Berlim, 19 Fev 2016 (AFP) - A revolução digital está acabando em quase todo o mundo com o cinema analógico, mas em Berlim um grupo de jovens cineastas continuam defendendo as virtudes do celuloide e se uniram para defender sua opção artística.

Entre os fãs do celuloide está um casal de brasileiros: Melissa Dullius e Gustavo Jahn, que apresentaram nessa semana seu primeiro longa-metragem, "Muito Romântico", na seção Forum Expanded do Festival de Cinema de Berlim.

O cinema digital mudou a sétima arte ao ponto de renunciar à realidade: de "Avatar" até a cena do ataque do urso em "O Regresso", os efeitos especiais conseguem resultados fora do alcance do celuloide fotoquímico.

Os projetores das salas que ainda operam com 35mm -cerca de metade da América Latina mas muito poucos na Europa- usam gruas portáteis para levantar bobinas que, após a montagem, podem superar 200 quilos.

Junto com as enormes máquinas de projeção, essas bobinas estão se transformando em coisa do passado e o digital reduz tudo isso a um simples disco rígido, conseguindo o mesmo resultado por um custo muito menor. E o mesmo acontece no própria momento da filmagem.

Mas nem todos os cinéfilos concordam que o resultado é o mesmo. Em Hollywood, o último episódio de "Guerra nas Estrelas" e o filme mais recente de Quentin Tarantino voltaram ao suporte analógico, que segundo seus defensores tem um grão, uma sensibilidade e uma definição superiores.
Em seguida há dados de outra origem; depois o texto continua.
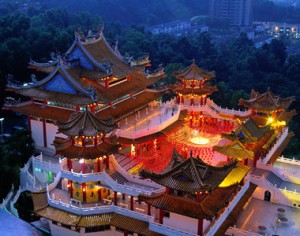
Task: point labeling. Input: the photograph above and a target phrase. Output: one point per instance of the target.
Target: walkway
(276, 180)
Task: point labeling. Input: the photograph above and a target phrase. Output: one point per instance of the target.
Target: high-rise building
(237, 12)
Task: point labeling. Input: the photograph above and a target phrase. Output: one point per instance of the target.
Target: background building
(237, 12)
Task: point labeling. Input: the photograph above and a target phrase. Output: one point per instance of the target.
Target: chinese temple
(118, 160)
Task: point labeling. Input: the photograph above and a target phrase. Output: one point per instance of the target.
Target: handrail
(53, 185)
(133, 178)
(15, 199)
(227, 111)
(151, 130)
(237, 231)
(116, 209)
(281, 137)
(8, 197)
(213, 228)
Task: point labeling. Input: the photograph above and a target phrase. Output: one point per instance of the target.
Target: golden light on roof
(199, 140)
(270, 120)
(236, 175)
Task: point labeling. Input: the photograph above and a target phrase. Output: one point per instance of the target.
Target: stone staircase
(274, 179)
(118, 178)
(233, 216)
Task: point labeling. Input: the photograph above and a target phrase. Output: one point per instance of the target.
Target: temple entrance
(267, 196)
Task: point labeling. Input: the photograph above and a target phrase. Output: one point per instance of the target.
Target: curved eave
(197, 91)
(86, 124)
(58, 70)
(87, 152)
(40, 111)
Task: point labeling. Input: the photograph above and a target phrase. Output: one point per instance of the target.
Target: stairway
(116, 176)
(274, 179)
(233, 216)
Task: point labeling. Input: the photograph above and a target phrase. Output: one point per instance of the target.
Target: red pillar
(45, 132)
(115, 198)
(92, 108)
(99, 193)
(149, 209)
(161, 216)
(192, 101)
(95, 140)
(83, 186)
(83, 141)
(107, 162)
(200, 227)
(69, 163)
(70, 185)
(198, 197)
(29, 123)
(131, 203)
(98, 164)
(83, 168)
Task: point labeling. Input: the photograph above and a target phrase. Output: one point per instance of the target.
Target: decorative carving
(93, 93)
(33, 78)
Desde que a Kodak faliu e a Fuji parou de fabricar filmes, na França, Alemanha, Estados Unidos e Canadá começaram a aparecer iniciativas a favor do cinema analógico. Algo parecido com o que aconteceu com os lps de vinil, também depreciados pelo digital e considerados uma mera sobrevivência nostálgica.

- Resistência criativa em Wedding -LaborBerlim, uma associação de cinema independente e sem fins lucrativos de Wedding, bairro popular boêmio no norte da capital, fabrica e processa à mão filmes de 16 mm.

Entre seus membros fundadores está o casal de brasileiros Melissa Dullius e Gustavo Jahn, que apresentaram nessa semana seu primeira longa-metragem, "Muito Romântico" na seção Forum Expanded da Berlinale.

Rodado em celuloide de 16 mm, o filme com elementos autobiográficos conta com licença poética sua viagem do Brasil à Alemanha a bordo de um cargueiro e a vida em Berlim, quando descobriram seu amor pela capital alemã.

Para eles, que preferem o celuloide "como um pintor opta pela tela", as virtudes vão muito além de questões técnicas. É quase uma forma de viver: enquanto no digital tudo se transforma em código binário, o analógico preserva o controle do homem sobre a máquina.

Como a viagem transatlântica de Melissa e Gustavo, longe do imediatismo do avião, o celuloide impõe seu próprio tempo, diferente.

"Dar tempo para que as imagens tenham sentido", explica Gustavo Jahn em entrevista à AFP. "Muitas das imagens de 'Muito Romântico' captamos e ficaram na geladeira por seis meses ou um ano e depois as revelamos e a pouco tempo as descobrimos".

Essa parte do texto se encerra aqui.